Friday, October 16, 2009

Of Shoes and Ships and Ceiling-Wax

As a child did you ever dream of sailing to far away lands? Did you ever fill a lazy afternoon imagining yourself rounding Cape Horn with supplies bound for Alaska, fishing off the coast of Maine, or Captain of a Caribbean pirate ship ? I did, I suppose most children do.
A block or so from Grandma Brumbaugh's house in Marysville there was an old fishing boat. Long past the day when its keel felt the cool touch of Puget Sound, it sailed a field of blackberry and broom.
I would dream as I walked by that my hand was upon the wheel, wind in my hair not a single cloud on a blue horizon. I can still smell it, the musky scent of rotting wood and yesterdays rainwater pooled upon the deck. Even as an adult I thrill at the sight of these forgotten hulks. Less common now, they are victims of time and tide, yet ready to sail in my memory.
Here are a few salty haunts I have collected.

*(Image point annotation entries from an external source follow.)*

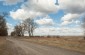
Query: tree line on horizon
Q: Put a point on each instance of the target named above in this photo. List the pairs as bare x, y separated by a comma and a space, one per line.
27, 25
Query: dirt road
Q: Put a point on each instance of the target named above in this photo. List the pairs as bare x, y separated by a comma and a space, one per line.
19, 47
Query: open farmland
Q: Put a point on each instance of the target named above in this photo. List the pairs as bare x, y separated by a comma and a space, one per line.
71, 43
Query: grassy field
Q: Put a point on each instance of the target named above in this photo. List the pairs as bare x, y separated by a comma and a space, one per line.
71, 43
2, 45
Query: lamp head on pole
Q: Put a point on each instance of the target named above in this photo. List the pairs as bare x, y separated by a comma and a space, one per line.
56, 2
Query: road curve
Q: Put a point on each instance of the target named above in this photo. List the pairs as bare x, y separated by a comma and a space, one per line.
27, 48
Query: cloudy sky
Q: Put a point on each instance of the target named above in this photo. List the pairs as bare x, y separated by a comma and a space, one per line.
63, 18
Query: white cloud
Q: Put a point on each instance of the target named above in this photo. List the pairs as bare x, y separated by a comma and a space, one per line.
22, 14
45, 21
72, 6
69, 18
12, 2
58, 31
33, 9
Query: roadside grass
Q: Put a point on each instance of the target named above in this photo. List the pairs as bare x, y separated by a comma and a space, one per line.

The schooner Wawona at the Center for Wooden Boats in Seattle May 1985
When restoration efforts proved too expensive she was dismantled in March 2009.

Great Uncle Gene Sapp’s fishing boat on his farm in Sequim, Washington July 1990.


The Tugboat Mary D. Hume near the Rouge River Bridge in Gold Beach, Oregon June 2005.
I think every child needs a boat to sail away on so this mommy built one of plywood, Velcro and pipe insulation.